The most valuable brands in the world have achieved their position not just through implementing an initially strong branding strategy but also by monitoring changes in customer perceptions over time, and being strategically receptive to those changes.

Letting your brand go without periodic brand audits can often lead to missed messages and opportunities when it comes to reaching and engaging your ideal customers.

What is a Brand Audit?
A brand audit is taking an in-depth analysis of all the touchpoints between your brand and your customers. Effort should be given to measure and quantify the impact of the brand on customers, their decision, and the company’s financial performance.

Because branding is a strategic point of view, not just a set of activities, a brand audit should be utilized as a key tool for creating and maintaining a competitive advantage.

There are several steps involved in auditing your current brand. Evaluating your internal brand arsenal is critical to gain an understanding of the brand from a customer’s perspective. You will also need to understand how your brand fares with your employees, salesforce, suppliers, distributors, and any channel partners. At a minimum, you should uncover from your brand audit the answers to the following questions:

  1. What can be capitalized on or corrected?
  2. What sets our brand apart from our competitors, in the eyes of our customers and team members?
  3. How favorable or unfavorable are perceptions about our brand?
  4. How deeply are views about our brand held? What are the emotional responses?
  5. How do your customers and team members define our S.W.O.T. (Strengths, Weaknesses, Opportunities, Threats)?

Getting Started
It is important to get a large enough data sample to really be able to evaluate trends in the feedback. So how do you get the information you need?

Qualitative Research
Qualitative research is primarily exploratory. It is used to gain an understanding of underlying reasons, opinions, and motivations. It provides deeper insights into the feedback and helps to develop ideas to aid in business growth and development.

Qualitative research is also used to uncover trends in thought and opinions, and dive deeper into any problems or possible solutions.

Qualitative data collection methods vary using unstructured or semi- structured techniques. Some common methods used include focus groups (group discussions), individual interviews (which are preferred), and participation/observations.

It is important to have at least 90% of your questions be the same across all interviews in order to be able to measure trends and to have 10% of your questions custom developed based on the team member’s company role, job description, department, years of service, and specific customer and team member interactions.

Quantitative Research
Quantitative research is used to quantify the information by way of generating numerical data or data that can be transformed into useable statistics. It is used to quantify attitudes, opinions, behaviors, and other defined variables – and generalize results from a larger sample population. Quantitative research uses measurable data to formulate facts and uncover patterns in research.

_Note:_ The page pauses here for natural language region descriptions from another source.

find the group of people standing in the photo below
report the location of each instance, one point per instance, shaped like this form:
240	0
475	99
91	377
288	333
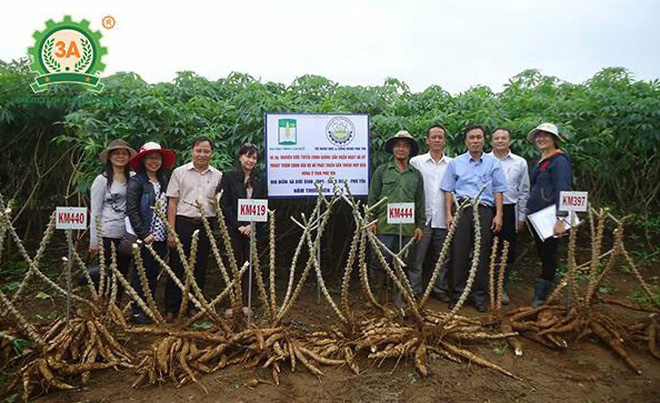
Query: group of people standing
133	186
125	200
437	184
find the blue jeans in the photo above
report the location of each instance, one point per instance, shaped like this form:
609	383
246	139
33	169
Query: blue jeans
151	269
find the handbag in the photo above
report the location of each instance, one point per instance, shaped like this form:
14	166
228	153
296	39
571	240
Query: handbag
126	244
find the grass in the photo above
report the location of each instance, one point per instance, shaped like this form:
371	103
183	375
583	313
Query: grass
640	297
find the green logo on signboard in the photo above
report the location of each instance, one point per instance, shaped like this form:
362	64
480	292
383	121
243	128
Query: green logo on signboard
67	52
288	132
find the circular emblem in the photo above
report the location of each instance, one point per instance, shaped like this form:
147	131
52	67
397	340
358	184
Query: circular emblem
340	131
67	52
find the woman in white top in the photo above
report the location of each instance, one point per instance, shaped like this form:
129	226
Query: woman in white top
108	203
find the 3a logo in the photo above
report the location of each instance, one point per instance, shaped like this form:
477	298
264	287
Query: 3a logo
67	52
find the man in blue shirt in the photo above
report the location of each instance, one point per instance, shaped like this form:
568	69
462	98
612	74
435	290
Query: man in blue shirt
466	175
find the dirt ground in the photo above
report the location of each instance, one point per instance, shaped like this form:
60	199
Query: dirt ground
585	372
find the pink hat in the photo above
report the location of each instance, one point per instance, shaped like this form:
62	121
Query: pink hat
168	155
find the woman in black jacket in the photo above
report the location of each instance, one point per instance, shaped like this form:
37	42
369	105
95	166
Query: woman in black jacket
146	191
550	176
242	183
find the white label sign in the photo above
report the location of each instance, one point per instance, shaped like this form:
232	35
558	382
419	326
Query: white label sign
307	149
71	218
252	210
573	201
401	213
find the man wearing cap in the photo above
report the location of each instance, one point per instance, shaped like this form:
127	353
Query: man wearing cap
550	176
432	166
400	182
191	183
516	172
466	175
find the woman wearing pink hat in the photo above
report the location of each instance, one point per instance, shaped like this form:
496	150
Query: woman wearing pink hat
146	190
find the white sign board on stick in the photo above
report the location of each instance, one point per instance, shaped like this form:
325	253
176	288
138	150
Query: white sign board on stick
307	149
71	218
253	210
573	201
401	213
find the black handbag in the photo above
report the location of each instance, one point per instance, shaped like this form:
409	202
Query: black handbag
126	244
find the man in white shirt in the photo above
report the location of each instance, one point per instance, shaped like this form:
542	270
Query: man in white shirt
515	199
193	182
432	165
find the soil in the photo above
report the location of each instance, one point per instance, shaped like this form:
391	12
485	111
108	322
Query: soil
586	371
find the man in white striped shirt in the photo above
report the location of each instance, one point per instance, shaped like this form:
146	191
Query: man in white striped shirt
516	171
432	165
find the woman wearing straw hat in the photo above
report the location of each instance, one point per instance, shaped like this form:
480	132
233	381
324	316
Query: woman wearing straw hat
550	176
108	203
146	191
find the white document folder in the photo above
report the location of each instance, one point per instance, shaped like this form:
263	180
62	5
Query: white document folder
544	220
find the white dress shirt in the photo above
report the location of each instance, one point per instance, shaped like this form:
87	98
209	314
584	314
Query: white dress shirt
517	177
432	172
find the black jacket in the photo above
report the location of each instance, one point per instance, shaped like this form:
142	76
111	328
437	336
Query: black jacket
233	188
140	198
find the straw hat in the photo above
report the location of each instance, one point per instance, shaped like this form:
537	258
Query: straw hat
402	135
545	127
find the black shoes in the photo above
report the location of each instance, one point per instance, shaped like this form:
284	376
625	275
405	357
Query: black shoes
140	319
440	296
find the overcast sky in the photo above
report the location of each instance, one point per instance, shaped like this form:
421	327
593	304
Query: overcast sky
455	44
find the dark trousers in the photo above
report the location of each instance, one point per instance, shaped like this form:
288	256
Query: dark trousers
433	238
184	228
547	251
241	246
462	246
123	263
507	233
150	270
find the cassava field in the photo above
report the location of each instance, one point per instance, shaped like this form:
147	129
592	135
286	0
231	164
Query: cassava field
319	331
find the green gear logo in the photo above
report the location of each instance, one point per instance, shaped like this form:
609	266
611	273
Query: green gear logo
67	52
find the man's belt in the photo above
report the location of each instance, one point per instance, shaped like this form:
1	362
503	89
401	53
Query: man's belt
462	199
190	220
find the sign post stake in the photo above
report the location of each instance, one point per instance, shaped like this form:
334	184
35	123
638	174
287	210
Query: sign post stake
572	202
70	218
69	241
252	210
400	213
252	246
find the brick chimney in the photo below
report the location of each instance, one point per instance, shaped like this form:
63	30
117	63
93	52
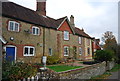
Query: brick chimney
41	7
72	21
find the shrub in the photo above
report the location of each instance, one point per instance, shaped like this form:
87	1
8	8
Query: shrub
52	60
104	55
17	71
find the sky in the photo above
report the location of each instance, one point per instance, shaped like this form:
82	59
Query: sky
94	16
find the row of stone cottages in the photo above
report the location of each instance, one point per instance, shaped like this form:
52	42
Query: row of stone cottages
27	35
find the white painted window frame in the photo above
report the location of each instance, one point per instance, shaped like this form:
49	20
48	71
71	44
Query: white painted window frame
29	51
11	46
67	50
14	22
35	30
80	40
80	49
66	35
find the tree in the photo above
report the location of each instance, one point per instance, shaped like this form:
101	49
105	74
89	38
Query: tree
110	41
104	55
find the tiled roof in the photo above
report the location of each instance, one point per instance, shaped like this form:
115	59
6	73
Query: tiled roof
81	32
14	10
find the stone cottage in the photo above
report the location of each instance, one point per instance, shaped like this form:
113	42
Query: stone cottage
27	35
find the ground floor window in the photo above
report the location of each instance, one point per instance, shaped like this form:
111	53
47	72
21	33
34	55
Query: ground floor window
66	50
29	51
88	50
80	50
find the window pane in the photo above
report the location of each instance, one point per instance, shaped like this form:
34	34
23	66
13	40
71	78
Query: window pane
16	27
80	40
37	31
31	51
66	35
66	51
33	30
26	51
88	50
50	51
11	26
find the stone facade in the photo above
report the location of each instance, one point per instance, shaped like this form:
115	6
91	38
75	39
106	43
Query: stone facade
54	37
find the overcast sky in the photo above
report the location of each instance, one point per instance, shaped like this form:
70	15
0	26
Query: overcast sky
94	16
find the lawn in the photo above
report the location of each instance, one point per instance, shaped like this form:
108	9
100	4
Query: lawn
60	68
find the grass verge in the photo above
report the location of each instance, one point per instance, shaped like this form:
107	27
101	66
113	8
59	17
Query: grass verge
60	68
106	74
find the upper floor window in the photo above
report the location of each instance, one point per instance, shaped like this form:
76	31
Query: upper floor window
13	26
66	50
35	30
29	51
50	51
66	35
80	40
80	50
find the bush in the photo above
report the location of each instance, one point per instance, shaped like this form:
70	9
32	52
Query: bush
52	60
17	71
90	62
104	55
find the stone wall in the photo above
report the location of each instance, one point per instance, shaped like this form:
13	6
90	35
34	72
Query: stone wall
87	72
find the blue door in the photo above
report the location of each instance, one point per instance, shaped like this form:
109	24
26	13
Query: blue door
10	53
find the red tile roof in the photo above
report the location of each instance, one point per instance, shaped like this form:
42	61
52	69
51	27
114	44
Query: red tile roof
13	10
81	32
16	11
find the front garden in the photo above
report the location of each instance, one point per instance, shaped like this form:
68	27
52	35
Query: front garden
61	68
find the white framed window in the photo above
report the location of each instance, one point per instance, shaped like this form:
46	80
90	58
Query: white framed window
66	35
50	51
80	50
35	30
66	51
13	26
88	50
29	51
80	40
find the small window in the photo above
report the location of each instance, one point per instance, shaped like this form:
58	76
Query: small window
80	40
66	35
35	30
88	51
13	26
80	50
50	51
29	51
66	50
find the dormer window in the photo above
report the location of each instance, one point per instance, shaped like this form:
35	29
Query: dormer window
35	30
66	35
13	26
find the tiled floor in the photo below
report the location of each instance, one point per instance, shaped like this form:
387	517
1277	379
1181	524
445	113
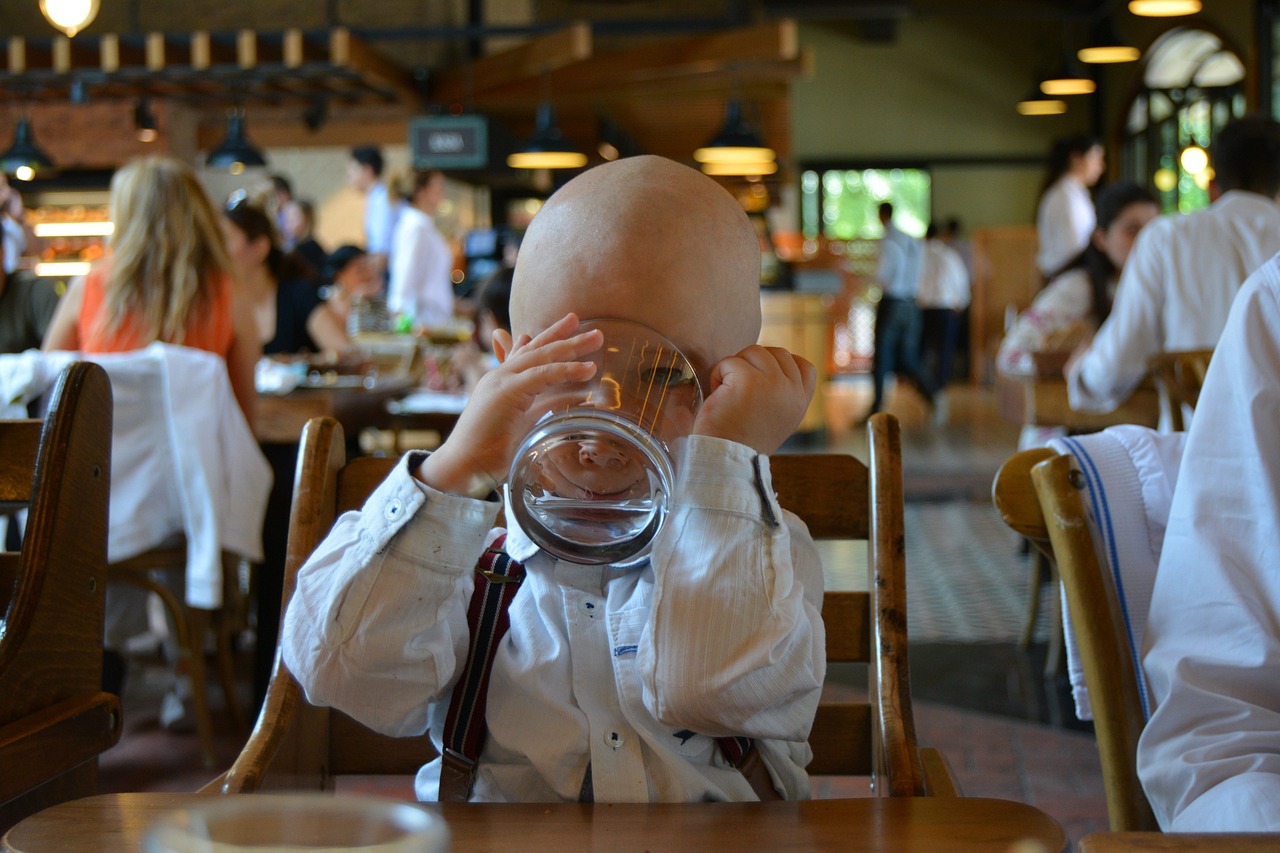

Quantitative data collection methods are much more structured than qualitative data collection methods.

Quantitative data collection methods include various forms of surveys used to gain statistically significant data to help support the qualitative research.

Your Results
Upon completion of your brand audit, you should have the necessary information to uncover the following:

  • The company’s S.W.O.T
  • Internal and external perspectives on brand, services, knowledge, culture, quality, expectations, and differentiators
  • Areas of communication breakdowns throughout internal processes or between departments/office locations
  • An ideal customer profile
  • Factors that influence customers’ decisions when making a purchase
  • How to reach, engage, and retain your ideal customers

Brand audits need to be a part of your marketing strategy to ensure your company is staying consistent with your position, message, and attitude. A brand audit will help your marketing department gain an in-depth understanding of your team’s and customer’s perspectives of your brand, service, knowledge, culture, quality, expectations, and differentiators. The end result – a better marketing strategy for your company.